Mutations in UNC13D gene. a novel splicing mutation (c.1299-1G > A) in UNC13D-exon15, showed with sequences of the complementary strand. b reported splicing mutation (c.2709 + 1G > A) in UNC13D-exon28. Sanger sequencing results of the 18-years-old female patient (underside), her father (top left) and her mother (top right). Mutation position is marked with red arrow. The results show the former was inherited from father while mother has a wild-type locus. In contrast, the latter was inherited from mother, who has a same heterozygous mutation on the locus

To investigate the functional alteration caused by two splicing mutations in UNC13D gene, we performed prediction using the human splicing finder [13]. The result showed that both mutations were most probably affecting splicing, by breaking the wild-type splicing acceptor and donor site, respectively (Additional file 1: Table S1).

Discussion & conclusions

In this case, an 18-year-old female patient who had high fever for more than 2 days was admitted to Wuhan Children’s Hospital. Hepatomegaly was detected by ultrasound examination. Blood analysis and liver function test showed significant decrease of platelets and NK-cell activity, along with high level of AST, ALT and TG. Hemophagocytosis was observed in bone marrow examination with no evidence of malignancy. All clinical manifestation suggested HLH based on HLH-2004 guidelines. With the confirmation of genetic test, this patient was immediately treated with a full course of etoposide, dexamethasone, cyclosporine A and IVIG, combined with anti-infective therapy and liver protection. The clinical manifestation was quickly stabilized.

Two splicing mutations in UNC13D gene that might be pathogenic were identified by amplicon sequencing and confirmed by sanger sequencing. Amplicon sequencing is a rapid and cost-saving approach for detecting mutations in multiple genes, however, the limitations are also obvious. First, most current panels for amplicon sequencing were designed for exons, which led to no coverage of introns and regulatory regions. Second, amplicon sequencing was not capable of detecting mutations in novel genes that might be involved in the disease. These two problems could be solved by whole genome sequencing which is more expensive and time-consuming. Hence, how to choose the appropriate method for genetic testing is worth considering for clinicians and genetic counselors.

UNC13D gene encodes protein that involved in cytotoxic activity of T lymphocytes, 17–19% of FHL patients from Turkey and Germany, 89% from Korea and 30% from Japan were identified with UNC13D mutations, respectively [11, 14, 15]. Splicing mutations in UNC13D gene had been reported as frequent mutations in patients with familial hemophagocytic lymphohistiocytosis type 3 (FHL3).

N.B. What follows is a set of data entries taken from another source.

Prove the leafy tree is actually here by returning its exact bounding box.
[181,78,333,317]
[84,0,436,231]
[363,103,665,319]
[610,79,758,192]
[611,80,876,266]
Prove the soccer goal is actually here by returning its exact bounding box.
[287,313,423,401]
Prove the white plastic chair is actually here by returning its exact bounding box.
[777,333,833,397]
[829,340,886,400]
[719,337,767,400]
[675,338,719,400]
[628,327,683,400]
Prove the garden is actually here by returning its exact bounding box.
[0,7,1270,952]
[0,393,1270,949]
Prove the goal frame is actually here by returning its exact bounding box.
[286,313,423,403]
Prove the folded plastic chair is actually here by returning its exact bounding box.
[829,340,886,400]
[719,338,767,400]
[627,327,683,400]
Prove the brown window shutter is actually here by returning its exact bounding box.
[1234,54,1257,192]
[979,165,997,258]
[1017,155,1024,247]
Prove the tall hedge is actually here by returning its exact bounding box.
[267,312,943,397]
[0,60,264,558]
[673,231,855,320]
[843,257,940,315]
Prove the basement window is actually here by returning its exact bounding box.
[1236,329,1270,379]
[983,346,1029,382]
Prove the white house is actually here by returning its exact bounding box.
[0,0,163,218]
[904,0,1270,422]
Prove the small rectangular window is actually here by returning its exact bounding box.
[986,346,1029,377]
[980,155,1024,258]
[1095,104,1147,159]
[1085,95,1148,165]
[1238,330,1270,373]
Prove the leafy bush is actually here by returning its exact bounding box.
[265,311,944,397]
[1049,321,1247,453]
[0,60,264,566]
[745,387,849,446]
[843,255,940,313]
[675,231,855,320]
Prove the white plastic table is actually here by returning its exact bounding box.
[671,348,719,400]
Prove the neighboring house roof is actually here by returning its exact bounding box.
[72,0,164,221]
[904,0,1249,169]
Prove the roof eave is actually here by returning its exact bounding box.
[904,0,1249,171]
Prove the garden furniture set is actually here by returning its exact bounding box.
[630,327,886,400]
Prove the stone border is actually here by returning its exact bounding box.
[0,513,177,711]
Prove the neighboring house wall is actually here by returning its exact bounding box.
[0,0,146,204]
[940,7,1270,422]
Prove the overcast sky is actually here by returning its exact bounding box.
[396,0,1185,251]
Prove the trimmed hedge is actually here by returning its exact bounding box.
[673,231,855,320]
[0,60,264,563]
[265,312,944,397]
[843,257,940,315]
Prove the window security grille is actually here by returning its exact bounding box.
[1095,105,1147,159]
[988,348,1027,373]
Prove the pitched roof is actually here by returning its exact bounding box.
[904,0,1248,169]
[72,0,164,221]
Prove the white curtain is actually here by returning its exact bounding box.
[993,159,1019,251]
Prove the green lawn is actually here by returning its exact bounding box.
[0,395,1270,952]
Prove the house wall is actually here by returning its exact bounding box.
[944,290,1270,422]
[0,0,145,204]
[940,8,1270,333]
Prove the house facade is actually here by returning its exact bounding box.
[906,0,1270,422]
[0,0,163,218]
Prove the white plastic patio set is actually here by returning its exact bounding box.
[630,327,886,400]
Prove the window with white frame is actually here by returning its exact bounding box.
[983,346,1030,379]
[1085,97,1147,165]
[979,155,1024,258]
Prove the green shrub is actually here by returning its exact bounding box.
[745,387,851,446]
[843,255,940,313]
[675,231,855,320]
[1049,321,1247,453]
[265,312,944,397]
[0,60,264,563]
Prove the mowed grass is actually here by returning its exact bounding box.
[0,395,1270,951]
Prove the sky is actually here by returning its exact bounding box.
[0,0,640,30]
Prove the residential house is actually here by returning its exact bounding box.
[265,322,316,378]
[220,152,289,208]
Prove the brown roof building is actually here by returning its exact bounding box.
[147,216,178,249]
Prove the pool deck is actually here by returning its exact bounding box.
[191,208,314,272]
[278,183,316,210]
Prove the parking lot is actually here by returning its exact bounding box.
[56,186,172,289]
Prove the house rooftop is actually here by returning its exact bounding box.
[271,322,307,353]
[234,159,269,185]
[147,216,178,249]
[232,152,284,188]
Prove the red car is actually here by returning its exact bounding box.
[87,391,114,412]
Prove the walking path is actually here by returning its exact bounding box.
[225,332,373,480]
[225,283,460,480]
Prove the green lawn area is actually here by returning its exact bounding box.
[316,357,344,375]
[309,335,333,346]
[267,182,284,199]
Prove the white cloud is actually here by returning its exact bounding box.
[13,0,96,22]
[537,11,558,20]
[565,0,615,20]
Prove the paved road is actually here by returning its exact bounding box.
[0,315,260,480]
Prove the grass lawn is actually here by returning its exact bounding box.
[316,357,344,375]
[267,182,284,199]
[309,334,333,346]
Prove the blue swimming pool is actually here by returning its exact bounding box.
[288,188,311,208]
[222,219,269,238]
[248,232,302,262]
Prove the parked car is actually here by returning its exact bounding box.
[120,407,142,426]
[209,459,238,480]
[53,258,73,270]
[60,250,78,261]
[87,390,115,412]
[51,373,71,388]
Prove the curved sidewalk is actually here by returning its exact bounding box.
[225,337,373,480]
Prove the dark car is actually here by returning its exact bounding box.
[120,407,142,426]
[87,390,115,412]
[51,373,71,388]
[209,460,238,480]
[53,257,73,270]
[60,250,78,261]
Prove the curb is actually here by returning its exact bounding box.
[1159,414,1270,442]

In our patient, a mRNA sequence analysis is required for a further proof. However, FHL is an autosomal recessive disorder, which means children with heterozygous mutations in UNC13D gene may have no clinical manifestations. FHL patients with heterozygous mutations could possibly be triggered by external factors such as Epstein-barr virus infection. The susceptibility to EBV infection for different genetic background remaining unrevealed, more statistical data and genetic information is necessary to address this problem.

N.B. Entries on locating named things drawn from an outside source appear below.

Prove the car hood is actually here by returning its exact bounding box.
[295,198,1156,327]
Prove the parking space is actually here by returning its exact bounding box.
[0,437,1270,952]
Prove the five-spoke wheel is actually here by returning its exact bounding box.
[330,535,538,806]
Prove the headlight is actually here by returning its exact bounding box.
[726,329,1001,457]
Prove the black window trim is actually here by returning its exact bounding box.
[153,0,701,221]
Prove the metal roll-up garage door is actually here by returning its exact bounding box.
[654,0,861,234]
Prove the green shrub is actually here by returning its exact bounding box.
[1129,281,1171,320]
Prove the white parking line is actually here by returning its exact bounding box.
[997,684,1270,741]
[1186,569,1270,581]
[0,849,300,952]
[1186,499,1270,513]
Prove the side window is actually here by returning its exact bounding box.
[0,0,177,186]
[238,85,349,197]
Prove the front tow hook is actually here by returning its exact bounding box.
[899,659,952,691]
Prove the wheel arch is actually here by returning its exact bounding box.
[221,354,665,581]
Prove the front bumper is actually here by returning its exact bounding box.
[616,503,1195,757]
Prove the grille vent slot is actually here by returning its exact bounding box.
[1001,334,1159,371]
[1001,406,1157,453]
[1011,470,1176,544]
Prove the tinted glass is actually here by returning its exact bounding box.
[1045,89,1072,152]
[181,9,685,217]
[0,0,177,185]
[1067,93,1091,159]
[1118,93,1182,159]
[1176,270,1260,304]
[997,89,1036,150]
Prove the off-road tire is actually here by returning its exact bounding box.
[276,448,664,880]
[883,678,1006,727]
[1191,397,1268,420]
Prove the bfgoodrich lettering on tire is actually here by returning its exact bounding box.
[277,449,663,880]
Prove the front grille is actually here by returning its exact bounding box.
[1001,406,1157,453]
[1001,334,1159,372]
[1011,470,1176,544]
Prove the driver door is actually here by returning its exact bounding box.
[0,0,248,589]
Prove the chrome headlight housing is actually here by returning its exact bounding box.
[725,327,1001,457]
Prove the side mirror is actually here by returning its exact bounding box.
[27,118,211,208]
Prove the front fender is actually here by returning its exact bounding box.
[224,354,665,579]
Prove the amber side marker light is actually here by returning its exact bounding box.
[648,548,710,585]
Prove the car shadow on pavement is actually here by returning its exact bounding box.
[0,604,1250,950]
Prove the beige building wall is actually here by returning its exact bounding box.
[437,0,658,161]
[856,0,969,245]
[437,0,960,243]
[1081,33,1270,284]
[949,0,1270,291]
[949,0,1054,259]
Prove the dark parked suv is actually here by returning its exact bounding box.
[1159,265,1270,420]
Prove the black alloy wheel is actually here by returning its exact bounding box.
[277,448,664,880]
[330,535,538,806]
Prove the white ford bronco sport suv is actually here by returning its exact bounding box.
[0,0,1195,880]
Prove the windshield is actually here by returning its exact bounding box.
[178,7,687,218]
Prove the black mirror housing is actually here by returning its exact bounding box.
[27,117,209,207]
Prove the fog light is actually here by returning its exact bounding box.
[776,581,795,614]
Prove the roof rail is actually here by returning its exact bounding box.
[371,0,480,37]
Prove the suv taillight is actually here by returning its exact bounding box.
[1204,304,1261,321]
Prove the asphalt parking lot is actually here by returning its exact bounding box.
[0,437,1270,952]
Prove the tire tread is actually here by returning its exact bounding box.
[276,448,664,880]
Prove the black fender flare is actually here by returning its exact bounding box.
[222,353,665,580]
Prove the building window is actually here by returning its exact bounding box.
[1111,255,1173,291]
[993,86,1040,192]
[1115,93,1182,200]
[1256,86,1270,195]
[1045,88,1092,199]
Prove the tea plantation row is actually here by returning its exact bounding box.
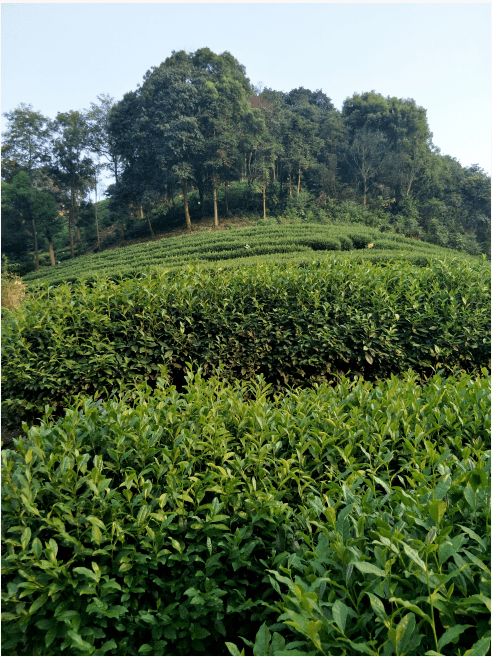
[2,258,490,418]
[2,366,491,655]
[20,224,476,287]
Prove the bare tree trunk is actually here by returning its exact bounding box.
[48,241,56,267]
[94,200,101,251]
[181,178,191,233]
[144,206,154,237]
[212,176,219,228]
[32,219,39,271]
[68,189,75,258]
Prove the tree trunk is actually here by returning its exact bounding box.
[94,201,101,251]
[212,177,219,228]
[196,173,205,218]
[48,241,56,267]
[68,189,75,258]
[181,178,191,233]
[32,219,39,271]
[146,208,154,237]
[224,183,229,216]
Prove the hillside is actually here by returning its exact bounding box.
[23,220,477,286]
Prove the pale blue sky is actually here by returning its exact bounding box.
[1,2,492,193]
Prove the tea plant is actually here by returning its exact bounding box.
[19,224,477,287]
[2,370,491,655]
[2,259,490,419]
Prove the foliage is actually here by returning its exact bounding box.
[2,371,491,655]
[2,255,26,312]
[21,223,478,285]
[2,254,490,417]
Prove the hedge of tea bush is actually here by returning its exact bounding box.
[20,224,476,287]
[2,254,490,418]
[1,370,491,655]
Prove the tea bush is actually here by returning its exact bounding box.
[20,219,476,286]
[2,258,490,418]
[2,371,491,655]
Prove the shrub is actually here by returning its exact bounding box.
[1,372,490,655]
[2,258,490,418]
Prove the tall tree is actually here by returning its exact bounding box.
[50,111,94,258]
[2,103,51,184]
[109,48,258,231]
[2,171,62,270]
[85,94,123,182]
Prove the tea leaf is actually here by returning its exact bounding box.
[465,639,490,657]
[331,600,350,634]
[437,625,473,650]
[429,500,448,525]
[253,623,271,656]
[353,561,386,577]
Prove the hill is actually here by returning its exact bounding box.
[23,220,478,287]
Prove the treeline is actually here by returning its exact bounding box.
[2,48,490,268]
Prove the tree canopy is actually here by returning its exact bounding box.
[2,48,490,270]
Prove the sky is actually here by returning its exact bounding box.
[1,2,492,195]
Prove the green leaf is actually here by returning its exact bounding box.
[458,524,486,550]
[429,500,448,525]
[432,474,453,500]
[353,561,386,577]
[395,613,415,655]
[28,594,48,614]
[44,625,57,648]
[331,600,350,634]
[253,623,271,656]
[389,598,432,625]
[73,566,99,582]
[465,639,490,657]
[437,625,473,650]
[367,591,388,621]
[21,527,31,550]
[401,541,427,571]
[87,516,106,529]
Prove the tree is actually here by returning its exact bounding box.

Rapid and accurate classification for HLH is significant for appropriate treatment, however, subtypes of HLH are difficult to be distinguished from each other clinically. With the help of amplicon sequencing technology, it is possible to detect all mutations in target region in no more than 1 day. Besides, this technology could identify not only known mutations but also novel ones, will greatly improve our understanding about genetic disorders.

In summary, 6 HLH-related genes were tested at once in a suspected HLH patient, two heterozygous splicing mutation in UNC13D gene was identified with amplicon sequencing and confirmed by Sanger sequencing, including a novel one. Splicing mutations in UNC13D gene had been reported as frequent mutations in FHL3, however, the morbidity of FHL related to splicing mutations in UNC13D gene in China is unclear. Rapid and accurate definitive diagnosis is extremely important for appropriate treatment and would benefit life-saving and prognosis-improving, amplicon sequencing shows a great potential in diagnosis for rare genetic disorders.